General information
- Type: Street
- Length: 1.3 km (0.8 mi)

Major junctions
- North-East end: Brooker Highway
- South-West end: Hill Street, Hobart

Location(s)
- Suburb(s): Hobart City Centre, West Hobart

= Brisbane Street, Hobart =

Street in Hobart, Tasmania

Brisbane Street is a street in Hobart, Tasmania. The street was named for Sir Thomas Makdougall Brisbane, the sixth Governor of New South Wales.

==Route description==
The street commences at an intersection with the Brooker Highway in Hobart. It runs in a south-westerly direction, first crossing Campbell Street. A former convict penitentiary and chapel, now known as the Campbell Street Gaol, is on the south-west corner of this intersection. Now open to the public, its official address is 6 Brisbane Street.

It next crosses Argyle Street and then Elizabeth Street. Between these two streets, on the northern side, are two nineteenth century former Congregational churches. The next major cross streets are Murray Street and Harrington Street. St Mary's Cathedral precinct is on the north-west corner of the Harrington Street intersection.

The street next crosses Barrack Street and ends at Hill Street. This section was the last developed due to its hilly nature. The southern side of this section is part of a heritage precinct featuring typical forms of early housing.

==St Mary's Cathedral precinct==
St Mary's Cathedral precinct is located at the corner of Brisbane and Harrington Streets. It includes St Peter's Hall.

==Congregational church buildings==
As an early named street in Hobart, it was the location of a number of significant activities and buildings in the colonial era.

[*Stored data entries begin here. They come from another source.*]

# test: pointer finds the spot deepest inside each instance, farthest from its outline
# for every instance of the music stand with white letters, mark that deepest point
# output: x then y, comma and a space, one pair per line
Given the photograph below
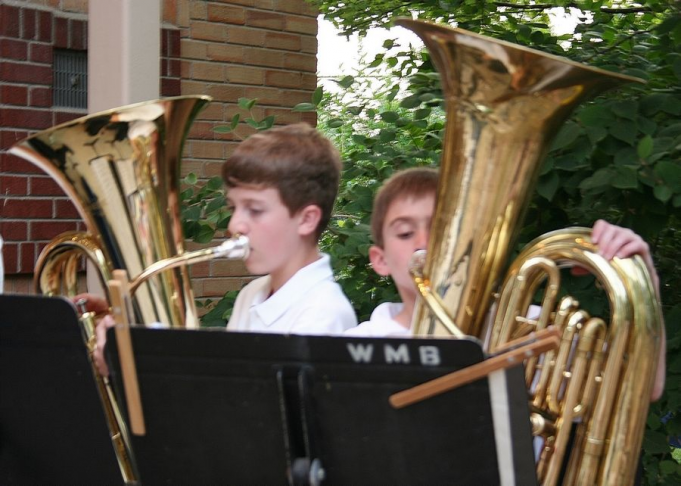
243, 408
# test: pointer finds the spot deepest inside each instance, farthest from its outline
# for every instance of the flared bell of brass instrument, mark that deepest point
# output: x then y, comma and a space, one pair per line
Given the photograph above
504, 105
121, 170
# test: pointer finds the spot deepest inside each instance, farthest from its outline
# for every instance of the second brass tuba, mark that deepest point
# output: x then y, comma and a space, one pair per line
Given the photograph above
121, 170
504, 104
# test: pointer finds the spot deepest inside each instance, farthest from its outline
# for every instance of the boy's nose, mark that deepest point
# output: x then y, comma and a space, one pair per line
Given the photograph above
236, 225
421, 240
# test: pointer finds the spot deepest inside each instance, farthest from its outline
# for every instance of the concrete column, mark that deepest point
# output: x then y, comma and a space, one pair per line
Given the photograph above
124, 49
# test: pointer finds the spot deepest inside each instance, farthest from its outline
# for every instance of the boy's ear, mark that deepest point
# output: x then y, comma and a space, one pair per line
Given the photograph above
308, 219
377, 259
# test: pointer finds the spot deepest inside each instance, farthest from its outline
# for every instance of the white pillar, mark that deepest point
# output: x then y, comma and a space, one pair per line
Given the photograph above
124, 50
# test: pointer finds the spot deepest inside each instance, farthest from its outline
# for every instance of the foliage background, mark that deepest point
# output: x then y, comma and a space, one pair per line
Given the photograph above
616, 159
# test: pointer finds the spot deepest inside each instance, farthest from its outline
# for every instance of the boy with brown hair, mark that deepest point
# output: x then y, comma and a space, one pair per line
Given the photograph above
400, 225
281, 188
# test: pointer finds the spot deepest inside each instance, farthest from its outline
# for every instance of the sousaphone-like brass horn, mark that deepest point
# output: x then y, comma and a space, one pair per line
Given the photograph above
504, 105
121, 169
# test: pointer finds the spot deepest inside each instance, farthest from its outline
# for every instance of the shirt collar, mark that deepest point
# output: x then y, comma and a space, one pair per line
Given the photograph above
272, 308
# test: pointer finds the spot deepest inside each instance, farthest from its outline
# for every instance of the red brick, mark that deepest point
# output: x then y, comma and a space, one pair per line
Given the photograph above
15, 231
28, 257
10, 254
25, 118
300, 62
208, 31
41, 97
265, 20
45, 186
173, 43
77, 34
302, 25
13, 164
64, 209
28, 31
59, 117
46, 230
14, 49
263, 57
302, 8
25, 73
13, 95
27, 208
164, 42
226, 14
225, 53
171, 87
10, 137
13, 186
45, 26
174, 68
288, 42
246, 36
283, 79
41, 53
9, 21
61, 32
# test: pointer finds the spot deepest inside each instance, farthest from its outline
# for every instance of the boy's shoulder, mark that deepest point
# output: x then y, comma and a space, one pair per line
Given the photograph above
381, 323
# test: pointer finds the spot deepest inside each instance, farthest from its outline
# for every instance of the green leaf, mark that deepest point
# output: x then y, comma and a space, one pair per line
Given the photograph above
422, 113
317, 95
192, 213
190, 179
335, 123
670, 174
626, 109
410, 102
246, 103
624, 130
566, 136
389, 116
214, 184
548, 185
625, 178
595, 116
205, 233
662, 193
222, 129
645, 147
266, 123
304, 107
346, 81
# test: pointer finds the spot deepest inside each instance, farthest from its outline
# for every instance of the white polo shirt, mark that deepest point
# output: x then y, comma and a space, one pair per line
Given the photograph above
382, 323
310, 302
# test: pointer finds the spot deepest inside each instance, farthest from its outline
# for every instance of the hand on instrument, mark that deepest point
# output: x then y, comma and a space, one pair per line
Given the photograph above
100, 332
99, 305
615, 241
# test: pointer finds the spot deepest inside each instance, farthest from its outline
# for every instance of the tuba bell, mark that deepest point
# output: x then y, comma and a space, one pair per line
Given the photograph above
504, 104
121, 170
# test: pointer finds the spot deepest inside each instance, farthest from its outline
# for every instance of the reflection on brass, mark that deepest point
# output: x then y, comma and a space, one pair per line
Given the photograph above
121, 170
505, 103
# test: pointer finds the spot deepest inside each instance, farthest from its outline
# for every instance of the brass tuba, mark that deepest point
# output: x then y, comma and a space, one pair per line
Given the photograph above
504, 104
121, 169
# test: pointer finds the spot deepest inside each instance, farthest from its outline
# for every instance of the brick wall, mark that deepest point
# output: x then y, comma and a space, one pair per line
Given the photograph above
264, 49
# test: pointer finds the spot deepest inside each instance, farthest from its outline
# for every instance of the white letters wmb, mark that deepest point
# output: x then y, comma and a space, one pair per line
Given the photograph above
363, 353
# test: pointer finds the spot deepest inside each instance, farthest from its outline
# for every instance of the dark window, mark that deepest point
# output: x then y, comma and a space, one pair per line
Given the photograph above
70, 78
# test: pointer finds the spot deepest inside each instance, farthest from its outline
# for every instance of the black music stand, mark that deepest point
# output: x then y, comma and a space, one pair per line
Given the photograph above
52, 426
244, 408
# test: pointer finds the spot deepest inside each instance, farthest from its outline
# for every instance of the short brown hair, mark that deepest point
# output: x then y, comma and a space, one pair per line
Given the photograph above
295, 159
416, 182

The Brisbane Street Chapel, the Brisbane Street Congregational Hall, The Memorial Hall was regularly used for a range of activities
An older structure of the Congregational church was demolished in 1889 to make way for a newer building.

In 2018, a book of the churches in colonial Hobart identified the congregational buildings as surviving through to contemporary times.
 Independent Congregational Chapel, 71 Brisbane Street
 Memorial Congregational Church, 73 Brisbane Street

The Hobart Women's Christian Temperance Union was located in the 1930s at 112 Brisbane Street. It also utilised adjacent facilities.

===Reverend Frederick Miller memorial===
A memorial plaque, commemorating Reverend Frederick Miller, the first independent minister in the Australian colonies, and the founder of the Congregational church in Hobart, is located at 73 Brisbane Street.

==Hotel and accommodation==
The former Ye Old Commodore hotel established in the 1800s, later known as the Brisbane Hotel changed hands in the 1920s.

The Sydney Lodge Guest House operated in the 1930s.
Other businesses on the street in the 1920s and 1930s included Absalom's Motor Garage, and Tasmanian Corrugated Paper.

==F H Vallance & Sons, Cabinet Maker==

At 17 Brisbane Street was the cabinet making business of F H Vallance & Sons. The newest building is on the street and was built as a show room for pieces that had been made. Behind that was the polishing shop, the cabinet making workshop, the machine shop and at the north end the upholstery shop. There were timber stacks and facilities for the people who worked here. Many fine early pieces are in the Tasmanian Museum - both restorations and originals. There are other pieces in the Parliament and many privately held pieces were made on commission. The factory was built over period of years starting in 1938.

Next to the factory at 19 Brisbane Street was the family residence which was originally built as the Brisbane Hotel. On the east wall is the original sign for F H Vallance & Sons.

==Land Commissioners report==
When the Land Commissioners reported to Lieutenant-Governor Arthur on the use of land in the colony of Van Diemens Land in 1826 they included a map which showed that Brisbane Street had been surveyed only as far west as Barrack Street. They assumed this was because colonists were reluctant to build on the hilly ground further west. With some foresight they predicted a future demand for this land and set a higher valuation for it.